Türkiye'nin MR'ını artık çekemezsiniz Sayın Çağlayan?
Sanayi ve Ticaret Bakanı Zafer Çağlayan, Ardahan’da “Türkiye’deki bütün illerin MR’ını çekiyoruz, kılcal damarlara kadar. Röntgen devri kapandı” dedi.
Çağlayan, Türkiye’nin ekonomik verilerinden bahsediyor herhalde! Fakat unuttuğu bir şey var. Ülkenin borsası ve bankalarının yüzde 51’inden fazlası yabancıların elinde!
Sadece bankaları ele alırsak, ülkenin yarısından fazlasının kılcal damarlarına yabancılar hakim. Aralarında Yunan istihbaratına veri sağlayan bir Yunan bankası da var!

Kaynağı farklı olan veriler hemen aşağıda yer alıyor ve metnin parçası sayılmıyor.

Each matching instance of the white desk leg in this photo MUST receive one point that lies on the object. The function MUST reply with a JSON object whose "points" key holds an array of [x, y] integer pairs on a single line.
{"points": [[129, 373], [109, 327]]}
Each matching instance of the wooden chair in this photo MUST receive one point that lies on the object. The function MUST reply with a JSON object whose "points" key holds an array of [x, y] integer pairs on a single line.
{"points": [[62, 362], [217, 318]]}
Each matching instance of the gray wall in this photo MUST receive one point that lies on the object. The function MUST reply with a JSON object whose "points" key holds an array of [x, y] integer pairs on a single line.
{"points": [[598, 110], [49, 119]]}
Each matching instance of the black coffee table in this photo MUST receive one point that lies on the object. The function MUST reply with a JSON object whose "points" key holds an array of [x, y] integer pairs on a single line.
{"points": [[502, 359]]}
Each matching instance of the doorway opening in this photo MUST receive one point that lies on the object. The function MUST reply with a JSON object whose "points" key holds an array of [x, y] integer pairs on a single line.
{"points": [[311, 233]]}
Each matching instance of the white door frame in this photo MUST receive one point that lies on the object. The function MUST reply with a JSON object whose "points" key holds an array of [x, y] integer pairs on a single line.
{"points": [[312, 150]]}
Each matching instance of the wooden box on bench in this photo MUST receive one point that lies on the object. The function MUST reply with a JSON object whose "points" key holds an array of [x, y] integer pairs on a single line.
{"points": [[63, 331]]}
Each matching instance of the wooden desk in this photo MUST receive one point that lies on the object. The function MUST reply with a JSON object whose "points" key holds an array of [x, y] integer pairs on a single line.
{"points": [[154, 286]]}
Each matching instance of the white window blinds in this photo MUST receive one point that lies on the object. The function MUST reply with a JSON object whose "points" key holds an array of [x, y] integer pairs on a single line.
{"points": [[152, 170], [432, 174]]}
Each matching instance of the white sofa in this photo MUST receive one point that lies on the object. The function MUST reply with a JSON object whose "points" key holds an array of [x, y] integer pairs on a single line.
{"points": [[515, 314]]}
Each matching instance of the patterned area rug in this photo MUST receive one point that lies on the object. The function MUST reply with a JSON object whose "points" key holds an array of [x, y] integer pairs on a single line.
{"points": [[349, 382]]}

Bu durumda çekilecek ekonomik MR, neyi yansıtacak? Her an değişebilen ekonomik göstergeleri takip etmek, yani MR çekmek için sistemin tümüne hakim olmanız gerekir.
***
Ekonominin kanı paradır. Merkez bankaları ekonominin kalbidir. Kalp görevi yapan merkez bankası, kanı atar damarlar, yani bankalar vasıtasıyla kılcal damarlara, en ücra köşelerdeki şubelere kadar pompalamakla görevlidir.
Peki para kime pompalanıyor?
Ekonomik vücutta kan gitmeyen bölgelerden biri olan Ardahan, şimdi akla gelmiş ama aynı şartlara sahip birçok ilimiz var!
Bankalar, uzun süreden beri Türkiye Cumhuriyeti vatandaşını aşırı tüketime yönelterek borçlandırmak için çalışmaktadır. Sorgusuz sualsiz dağıttıkları kredi kartları üzerinden vatandaşı, faiz tuzağına düşürmüşlerdir. Bankalar, aynı zamanda toplardamar görevi yapmaktadır. Fakat faiz bindirerek vatandaşın kanını vampir gibi emmektedirler.
Bankalar “daha fazla kan” diye diye tutturdukları için, bazen bütün çarklar geçici olarak hızlanır. Bu arada ne suya dikkat edilir, ne de gıdaya. Mide abur-cubur doldurulur. Kalınbağırsaklar aşırı çalıştığı için kabızlığa yol açar. Bu arada bağırsak parazitleri, hatta tenyalar türemiştir. Daha fazla kan isteyen toplardamarlar kansız kalır. Çünkü kanı, tenyalar emmektedir. Arada, sırada büyük tenyaların, küçük tenyaları yuttuğu da olur. Bağırsaklarda mafya savaşları başlar. Buralarda silahlar konuşur, rüşvet konuşur, torpil konuşur. Artık adalet de işlemez. Çünkü hakimler “vicdanlarıyla cüzdanları arasına” sıkıştığını söyler! Bütün kanı tenyalar emmektedir. Vücut, oksijen de alamamaktadır. Çünkü, artık tenyaların talepleri, beynin sözünden geçerlidir.
***
Ekonomik vücudun sinir sistemi de tıpkı insan vücudu gibidir. İktidarların görevi sinir sistemini idare etmektir. Beyin görevi onların, beyincik görevi ise ekonomik kurmaylarındır. Fakat tenyalar, onların içine de nüfuz etmiştir. Zaten bir kısmı tenyadır!
Ekonomik vücudun ruhu ahlâktır. Adaletin temeli kendini bile kayırmamaktır. Devletin başından başlar ahlâk. Ve oy verirken başlar. Kendini bile kayırmadan, namuslu biçimde oy vererek başlar!
***
Servet, millet sektörü ile tabana yayılmadıkça, bilgi kentleri gibi modellerle ekonomik enerji kılcal damarlara kadar ulaşmadıkça, mülkiyet zekâtın devlet tarafından toplanması suretiyle sınırlandırılmazsa, böylece “servetin zenginler arasında dönüp dolaşan bir devlet olması” engellenmezse ve elde edilen servet fazlası, girişimcilere, fakir vatandaşlara, evlenecek gençlere, öğrencilere dağıtılmazsa, toplumsal dengeler korunamaz.
Korunamadığı için de ne kadar MR çekerseniz çekin faydasızdır. Çünkü MR cihazı size doğruyu göstermeyecektir!
***
Kendi milli ekonominizi yok ederek dünyaya açılırsanız, halkınızı yabancılara kul köle edersiniz.
Demek ki önce milli ekonomi kurulmalı, yeni tarım, bilgi ve sanayi kentleri ile Türkiye’nin gücü geometrik hızla artırılmalıdır.
Sanayi toplumu ve bilgi toplumu aşamaları bu şekilde çabucak gerçekleştirilebilir. Mevcut kentlere yığılma ve yozlaşma önlenebilir. “İç göç” ün çözümü de budur. Emeğin değer bulması, sermayenin tabana yayılması böyle bir proje ile gerçekleşebilir. Yeni kentler, hem sanayileşmenin, hem bilgi toplumunun roketleri olacaktır.